Afin d’accélérer le projet, Bruxelles envisage également une option auparavant impensable : l’UE pourrait lancer l’euro numérique sur une blockchain publique telle qu’Ethereum ou Solana. Il y a quelques mois, on supposait encore que l’euro numérique fonctionnerait sur une blockchain privée et développée de manière autonome. L’initiative de lancer un euro numérique sur la blockchain Ethereum, par exemple, serait pour le moins explosive.

La technologie blockchain fonctionne comme une sorte de registre numérique, décentralisé et public. Chaque transaction est enregistrée, ne peut être modifiée par la suite et peut être consultée par n’importe quel utilisateur. Bien que les informations stockées soient cryptées, chaque utilisateur dispose d’une adresse unique et cryptée, appelée adresse de portefeuille. Toute personne connaissant le numéro de portefeuille d’une personne peut suivre toutes les transactions sur une blockchain publique.

Des stablecoins populaires tels que Tether, Circle et le stablecoin en euros AllUnity, récemment lancé en Allemagne, fonctionnent déjà sur Ethereum et d’autres blockchains. Ils jouissent d’une grande popularité. La capitalisation boursière des principaux stablecoins en dollars a récemment dépassé les 280 milliards de dollars.

Le « Genius Act » américain pourrait encore accroître leur popularité en fournissant un cadre juridique pour ce nouveau marché. Entre autres, la loi stipule que la valeur des stablecoins indexés sur le dollar en circulation doit être garantie à 100 % par des bons du Trésor américain. Le gouvernement américain prévoit ainsi de stimuler la demande de bons du Trésor américain.

Selon un article du Financial Times, les responsables de l’UE craignent désormais que l’utilisation croissante des stablecoins en dollars n’affaiblisse également la demande d’euros en Europe. L’économiste de la BCE Jürgen Schaaf a récemment exprimé des opinions similaires dans un article publié sur le blog de la banque centrale.

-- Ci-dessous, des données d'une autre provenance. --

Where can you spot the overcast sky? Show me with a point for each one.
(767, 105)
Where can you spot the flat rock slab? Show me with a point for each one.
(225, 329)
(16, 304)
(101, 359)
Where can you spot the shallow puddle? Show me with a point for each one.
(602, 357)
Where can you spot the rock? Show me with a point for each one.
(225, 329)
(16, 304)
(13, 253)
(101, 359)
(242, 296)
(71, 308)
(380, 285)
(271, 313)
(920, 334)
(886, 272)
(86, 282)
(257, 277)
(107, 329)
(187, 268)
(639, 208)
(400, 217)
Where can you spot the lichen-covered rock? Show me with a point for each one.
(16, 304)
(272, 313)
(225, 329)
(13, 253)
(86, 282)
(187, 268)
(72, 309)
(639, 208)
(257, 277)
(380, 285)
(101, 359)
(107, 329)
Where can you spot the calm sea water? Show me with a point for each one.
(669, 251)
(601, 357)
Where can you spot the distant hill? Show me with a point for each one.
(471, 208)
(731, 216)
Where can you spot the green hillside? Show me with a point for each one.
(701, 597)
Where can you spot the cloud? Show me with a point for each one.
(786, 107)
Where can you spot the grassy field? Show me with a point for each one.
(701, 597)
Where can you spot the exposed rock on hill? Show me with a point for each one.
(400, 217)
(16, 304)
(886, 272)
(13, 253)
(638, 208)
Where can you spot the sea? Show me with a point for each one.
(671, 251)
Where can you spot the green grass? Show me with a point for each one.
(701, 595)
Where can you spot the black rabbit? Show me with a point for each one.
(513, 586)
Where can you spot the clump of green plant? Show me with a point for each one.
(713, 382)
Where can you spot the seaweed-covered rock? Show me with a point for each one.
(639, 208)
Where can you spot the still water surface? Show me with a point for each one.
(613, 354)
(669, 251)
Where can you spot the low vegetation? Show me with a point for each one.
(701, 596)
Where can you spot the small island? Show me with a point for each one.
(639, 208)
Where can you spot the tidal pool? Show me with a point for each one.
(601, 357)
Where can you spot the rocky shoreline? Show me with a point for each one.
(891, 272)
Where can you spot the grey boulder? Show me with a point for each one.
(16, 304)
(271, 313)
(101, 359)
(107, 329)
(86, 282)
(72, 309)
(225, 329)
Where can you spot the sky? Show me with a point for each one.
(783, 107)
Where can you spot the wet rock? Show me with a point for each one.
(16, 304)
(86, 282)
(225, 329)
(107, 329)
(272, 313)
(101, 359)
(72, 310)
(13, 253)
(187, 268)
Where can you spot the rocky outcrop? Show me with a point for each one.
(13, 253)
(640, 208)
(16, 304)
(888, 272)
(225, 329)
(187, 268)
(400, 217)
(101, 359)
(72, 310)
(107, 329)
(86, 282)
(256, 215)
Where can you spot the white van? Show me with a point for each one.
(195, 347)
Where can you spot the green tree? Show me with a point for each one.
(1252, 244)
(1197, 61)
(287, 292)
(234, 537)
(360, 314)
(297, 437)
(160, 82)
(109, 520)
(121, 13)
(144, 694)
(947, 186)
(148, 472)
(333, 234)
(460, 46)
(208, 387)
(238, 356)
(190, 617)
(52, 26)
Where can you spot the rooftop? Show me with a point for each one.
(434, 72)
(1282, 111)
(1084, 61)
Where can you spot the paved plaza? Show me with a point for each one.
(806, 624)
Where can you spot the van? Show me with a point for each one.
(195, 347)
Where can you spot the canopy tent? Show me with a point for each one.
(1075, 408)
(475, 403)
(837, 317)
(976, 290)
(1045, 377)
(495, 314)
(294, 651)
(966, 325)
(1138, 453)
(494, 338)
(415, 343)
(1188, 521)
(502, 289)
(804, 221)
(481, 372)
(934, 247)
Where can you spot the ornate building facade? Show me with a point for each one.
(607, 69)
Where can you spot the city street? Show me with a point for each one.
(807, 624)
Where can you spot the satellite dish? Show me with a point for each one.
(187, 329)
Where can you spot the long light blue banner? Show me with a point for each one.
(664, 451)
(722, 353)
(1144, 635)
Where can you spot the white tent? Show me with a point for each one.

Il a averti :

« Si les stablecoins en dollars américains devaient se répandre dans la zone euro, que ce soit pour les paiements, l’épargne ou les règlements, le contrôle de la BCE sur les conditions monétaires pourrait s’affaiblir. »

Ce qu’il faut retenir sur l’euro numérique, en bref

  • Il ne s’agit pas d’une cryptomonnaie, il n’a aucun lien avec Bitcoin & Co. et il ne sera pas basé sur la blockchain, même si de récentes rumeurs affirment le contraire ;
  • Il permettrait de traiter les paiements très rapidement, mais pas plus rapidement, car ils seraient basés sur les virements instantanés SEPA ou sur des normes comparables ;
  • Actuellement, le projet de loi prévoit une limite, à savoir un plafond de détention dans le portefeuille pour l’euro numérique, mais le montant de 3 000 euros n’a jamais été officiellement confirmé;
  • L’euro numérique n’est pas à l’épreuve du vol et, comme tout moyen de paiement numérique, il peut potentiellement devenir la cible de fraudes aux paiements ou de cyberattaques ;
  • Il n’est pas conçu pour les paiements automatiques de machine à machine (paiements M2M) ;
  • L’euro numérique ne simplifie pas les processus de paiement existants, mais crée une infrastructure de paiement distincte ;
  • S’il est confirmé, il ne sera toutefois pas disponible pour les citoyens de la zone euro avant 2029.